Many animals tend to align their body axes in the geomagnetic North–South direction (Burda et al. 2009; Yosef et al. 2020). In the case of a long process of incubating eggs by storks, magnetic alignment could be expected, due to the fact that birds, especially long-distance migrants, have the ability to detect the Earth's magnetic field (Wiltschko and Wiltschko 1996; Heyers et al. 2007). However, we did not notice this phenomenon, but we have found other interesting issues that the low-voltage power lines influence the positioning of the bird's body on the nest. Electrical power lines generate an alternating magnetic field. It has been proven so far that productivity is the lowest in White Stork nests located directly on low-voltage power lines. The effect was stronger the closer the nest was to the wires (Vaitkuvienė and Dagys 2014). The explanation for why incubating birds align their heads to power lines may be related to the fact that migratory birds use their visual system to perceive the reference compass direction of the geomagnetic field. In other words, migratory birds, which include the White Stork, “see” the reference compass direction provided by the geomagnetic field (Heyers et al. 2007). It is true that the birds did not migrate at the time of or study, but this ability must be permanent and somehow cause a strong behavioural response of storks to this phenomenon. In our case, the alignment also had a stronger effect, as in terms of breeding parameters (Vaitkuvienė and Dagys 2014). This also shows how complex and multifaceted the impact of eclectic smog on animals is (Balmori 2015).
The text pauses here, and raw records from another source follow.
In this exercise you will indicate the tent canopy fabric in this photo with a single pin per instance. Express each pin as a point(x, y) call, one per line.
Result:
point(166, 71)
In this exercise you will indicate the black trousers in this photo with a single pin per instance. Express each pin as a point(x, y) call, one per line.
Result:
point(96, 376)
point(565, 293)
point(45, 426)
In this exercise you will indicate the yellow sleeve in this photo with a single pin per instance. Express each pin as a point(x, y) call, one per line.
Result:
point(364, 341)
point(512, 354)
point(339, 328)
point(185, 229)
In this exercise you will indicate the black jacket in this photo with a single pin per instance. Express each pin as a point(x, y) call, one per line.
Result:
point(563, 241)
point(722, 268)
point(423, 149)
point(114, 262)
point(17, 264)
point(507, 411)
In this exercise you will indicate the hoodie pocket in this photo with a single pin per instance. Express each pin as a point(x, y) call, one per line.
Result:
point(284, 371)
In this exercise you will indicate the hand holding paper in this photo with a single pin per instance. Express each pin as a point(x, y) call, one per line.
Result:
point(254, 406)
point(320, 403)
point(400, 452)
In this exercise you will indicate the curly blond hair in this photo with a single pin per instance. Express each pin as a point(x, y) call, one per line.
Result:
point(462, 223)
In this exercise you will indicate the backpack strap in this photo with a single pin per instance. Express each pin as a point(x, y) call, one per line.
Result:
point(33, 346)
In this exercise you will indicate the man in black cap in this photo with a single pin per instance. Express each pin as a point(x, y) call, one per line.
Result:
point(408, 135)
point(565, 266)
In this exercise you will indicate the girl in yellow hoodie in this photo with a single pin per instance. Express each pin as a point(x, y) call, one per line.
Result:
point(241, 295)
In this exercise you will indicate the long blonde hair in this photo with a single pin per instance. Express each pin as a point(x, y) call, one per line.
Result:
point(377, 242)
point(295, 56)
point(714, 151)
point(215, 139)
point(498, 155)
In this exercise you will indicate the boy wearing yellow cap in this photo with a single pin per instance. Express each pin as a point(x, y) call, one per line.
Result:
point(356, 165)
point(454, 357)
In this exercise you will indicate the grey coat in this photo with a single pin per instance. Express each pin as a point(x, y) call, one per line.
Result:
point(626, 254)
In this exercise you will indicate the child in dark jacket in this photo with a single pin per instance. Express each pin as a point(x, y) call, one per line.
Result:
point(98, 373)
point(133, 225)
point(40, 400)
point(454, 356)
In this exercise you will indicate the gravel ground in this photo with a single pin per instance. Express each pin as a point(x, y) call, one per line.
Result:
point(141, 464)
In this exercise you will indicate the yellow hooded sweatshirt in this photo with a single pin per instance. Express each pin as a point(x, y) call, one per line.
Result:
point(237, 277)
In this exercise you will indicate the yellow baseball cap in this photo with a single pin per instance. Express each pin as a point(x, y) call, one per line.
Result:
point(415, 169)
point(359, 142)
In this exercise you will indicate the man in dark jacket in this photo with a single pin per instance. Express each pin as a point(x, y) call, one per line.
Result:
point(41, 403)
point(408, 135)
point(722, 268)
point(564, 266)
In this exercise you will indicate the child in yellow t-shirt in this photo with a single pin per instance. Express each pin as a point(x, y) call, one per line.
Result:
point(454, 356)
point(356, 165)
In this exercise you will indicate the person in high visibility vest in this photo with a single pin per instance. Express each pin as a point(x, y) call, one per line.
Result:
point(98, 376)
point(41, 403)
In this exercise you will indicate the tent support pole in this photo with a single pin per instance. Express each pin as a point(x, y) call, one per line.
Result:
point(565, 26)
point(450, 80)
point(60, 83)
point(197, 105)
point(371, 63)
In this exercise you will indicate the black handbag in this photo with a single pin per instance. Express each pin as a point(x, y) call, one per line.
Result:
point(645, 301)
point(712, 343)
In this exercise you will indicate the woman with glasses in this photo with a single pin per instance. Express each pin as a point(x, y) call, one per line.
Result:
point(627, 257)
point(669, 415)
Finally, it is also worth noting that the orientation during incubation in conditions of greater population density, that is, in the case of colony nesting of the White Stork (Turjeman et al., 2016) could be further modified, at least at the beginning of incubation when females are still in their fertile period, by the desire to guard the partner and thus avoid extra-pair copulations. However, this would require research in colonies of this species, for example on the Iberian Peninsula or in northern Poland (e.g. Cabodevilla and Aguirre 2019; Zbyryt et al. 2014). In our case, it did not matter, because to avoid this effect, we carried out our research in a narrow time window in the final phase of egg incubation, just before hatching of the first chicks.